The main advantage of this is to avoid early charge shutdown by BMS by allowing BMS to back off charging current allowing more balancing time on cells to correct cell imbalance.

A normal BMS has some issues with shutting down charging while still allowing discharge. It must continually reenable charge blocking MOSFET when discharge current gets more than a few amps to avoid overheating body diode in charge blocking MOSFET. The turn off - turn on time for the series pass MOSFET's in BMS is not real fast due to large total gate capacitance so if inverter discharge current drops off and BMS must re-enable charge blocking the time delay may allow a short burst of charging current into battery. If inverter discharge current happens to hover around this charge blocking trigger current the short charge current bursts can add up to overcharging batteries.

 

[IrishG]

Without coms is absorption possible with a growatt SPF 6000? I don't see any options for absorption in the settings. Just float parameters. If coms are used is abortion possible via BMS(seplos)?

 

[sunshine_eggo]

Should be a bulk setting. Same as absorption.

 

[Skypower]

Without coms is absorption possible with a growatt SPF 6000? I don't see any options for absorption in the settings. Just float parameters. If coms are used is abortion possible via BMS(seplos)?

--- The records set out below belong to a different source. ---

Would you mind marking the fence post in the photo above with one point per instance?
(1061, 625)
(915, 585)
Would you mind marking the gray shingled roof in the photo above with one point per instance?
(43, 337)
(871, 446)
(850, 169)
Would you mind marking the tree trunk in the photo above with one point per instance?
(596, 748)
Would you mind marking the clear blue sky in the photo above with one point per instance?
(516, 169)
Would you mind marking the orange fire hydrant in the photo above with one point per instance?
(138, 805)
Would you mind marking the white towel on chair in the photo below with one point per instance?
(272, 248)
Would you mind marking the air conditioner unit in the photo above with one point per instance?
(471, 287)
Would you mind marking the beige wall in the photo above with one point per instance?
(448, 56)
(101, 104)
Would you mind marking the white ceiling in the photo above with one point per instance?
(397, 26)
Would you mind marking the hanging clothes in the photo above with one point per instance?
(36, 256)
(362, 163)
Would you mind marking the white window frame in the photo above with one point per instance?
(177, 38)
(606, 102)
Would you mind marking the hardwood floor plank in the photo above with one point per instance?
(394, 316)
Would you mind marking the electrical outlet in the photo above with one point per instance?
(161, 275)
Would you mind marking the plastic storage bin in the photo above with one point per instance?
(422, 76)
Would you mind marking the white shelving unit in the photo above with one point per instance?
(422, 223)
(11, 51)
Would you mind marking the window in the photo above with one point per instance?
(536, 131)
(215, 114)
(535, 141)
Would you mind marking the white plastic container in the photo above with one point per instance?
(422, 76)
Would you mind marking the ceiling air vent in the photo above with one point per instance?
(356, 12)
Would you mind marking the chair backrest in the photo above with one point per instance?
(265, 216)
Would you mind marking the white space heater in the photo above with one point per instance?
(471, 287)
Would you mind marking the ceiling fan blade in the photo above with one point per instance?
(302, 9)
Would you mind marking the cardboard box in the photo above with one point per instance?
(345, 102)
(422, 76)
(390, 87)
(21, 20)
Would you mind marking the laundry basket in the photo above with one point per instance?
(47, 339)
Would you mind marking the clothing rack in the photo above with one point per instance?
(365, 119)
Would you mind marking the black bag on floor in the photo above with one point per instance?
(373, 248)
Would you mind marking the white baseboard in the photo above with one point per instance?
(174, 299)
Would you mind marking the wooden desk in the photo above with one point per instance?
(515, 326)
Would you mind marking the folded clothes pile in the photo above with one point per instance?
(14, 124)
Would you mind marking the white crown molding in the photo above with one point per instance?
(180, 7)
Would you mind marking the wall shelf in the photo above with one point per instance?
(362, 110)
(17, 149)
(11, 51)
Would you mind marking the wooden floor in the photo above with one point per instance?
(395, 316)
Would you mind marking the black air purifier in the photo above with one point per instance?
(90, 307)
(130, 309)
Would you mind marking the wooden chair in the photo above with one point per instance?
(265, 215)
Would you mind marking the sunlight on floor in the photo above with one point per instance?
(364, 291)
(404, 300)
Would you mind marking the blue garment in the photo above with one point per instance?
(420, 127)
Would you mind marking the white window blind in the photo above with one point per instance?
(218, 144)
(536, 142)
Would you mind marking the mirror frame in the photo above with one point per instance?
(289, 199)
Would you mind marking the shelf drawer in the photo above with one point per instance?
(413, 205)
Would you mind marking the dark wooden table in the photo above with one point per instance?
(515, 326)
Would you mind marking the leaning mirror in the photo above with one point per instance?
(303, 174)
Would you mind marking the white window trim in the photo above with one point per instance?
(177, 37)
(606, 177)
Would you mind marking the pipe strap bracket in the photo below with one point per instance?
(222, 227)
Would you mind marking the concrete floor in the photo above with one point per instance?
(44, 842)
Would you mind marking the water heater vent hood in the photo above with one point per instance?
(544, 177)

I believe your bulk/absorption voltage is in program 19 “CV” if you are in “US2” program 5 (User defined, lithium). Program 20 is float voltage . You could probably select the correct bms protocol (LI) if you know which code if compatible, but the protocol takes bulk/absorption & float out of your hands and based on what the bms tell the inverter. The problem might be if you select US2 the inverter may not allow enough time above balance voltage to balance your cells. It’s part of knowing your system and making adjustments or adaptations.